JAIIB PPB Paper-2 Module-A Unit 16: Financial Inclusion & Financial Literacy

JAIIB Paper 2 (PPB) Module A Unit 16: Financial Inclusion & Financial Literacy (New Syllabus) 

The Institute of Indian Banking and Finance (IIBF) recently announced the updated syllabus and exam pattern for the JAIIB Exam 2023. The JAIIB 2023 will include four papers, with Paper 2 (Principles & Practices of Banking) covering Unit 16: Financial Inclusion & Financial Literacy.

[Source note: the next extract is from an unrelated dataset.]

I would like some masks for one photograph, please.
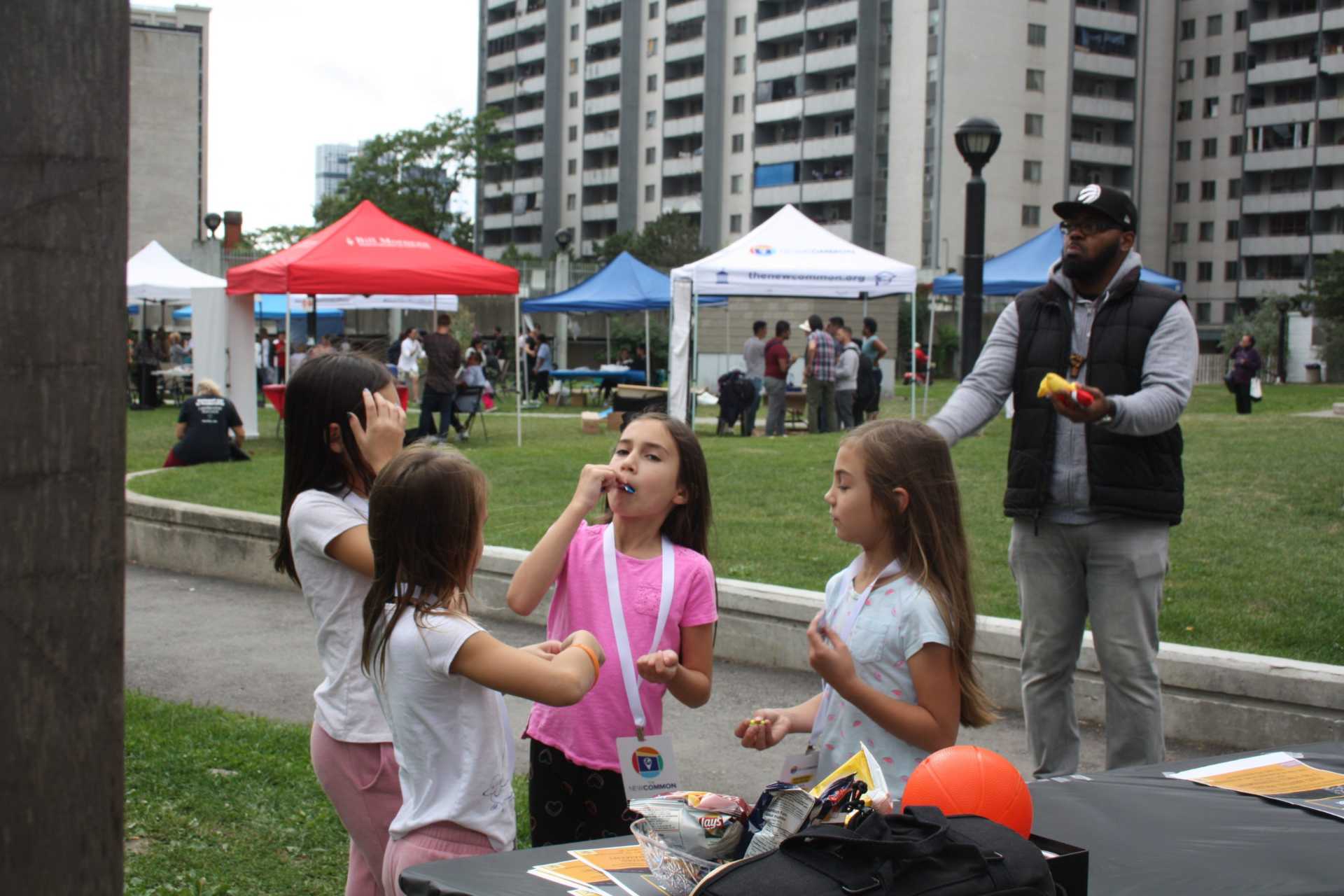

This unit is crucial for candidates to understand thoroughly as it will impact their performance in the exam.

To aid candidates in comprehending the topic, we will provide all necessary details related to Unit 16: Financial Inclusion & Financial Literacy of JAIIB Paper 2 (PPB) Module A: General Banking Operations. We highly recommend candidates refer to this article and use our Online Mock Test Series to improve their knowledge of Foreign Currency Accounts for Residents and Other Aspects.

For JAIIB Certification Examination 2023 candidates, understanding each unit in the syllabus, including the Marketing unit, is critical. This unit is essential in the banking industry, and candidates must prepare adequately to excel in the exam and establish a successful career in the banking sector.

Financial Inclusion

  • Financial inclusion or inclusive financing is the delivery of financial services at affordable costs to disadvantaged and low-income segments of society.
  • Growth of NGOs and Self-Help Groups (SHGs) has been significant and their linkage with banks has facilitated a higher degree of financial inclusion. Also, SHG movement has enabled social and economic inclusion of women.
  • The bouquet of services under micro finance fold has expanded from just credit and thrift products to include micro insurance, micro pension, micro remittances, digital payments, amongst others.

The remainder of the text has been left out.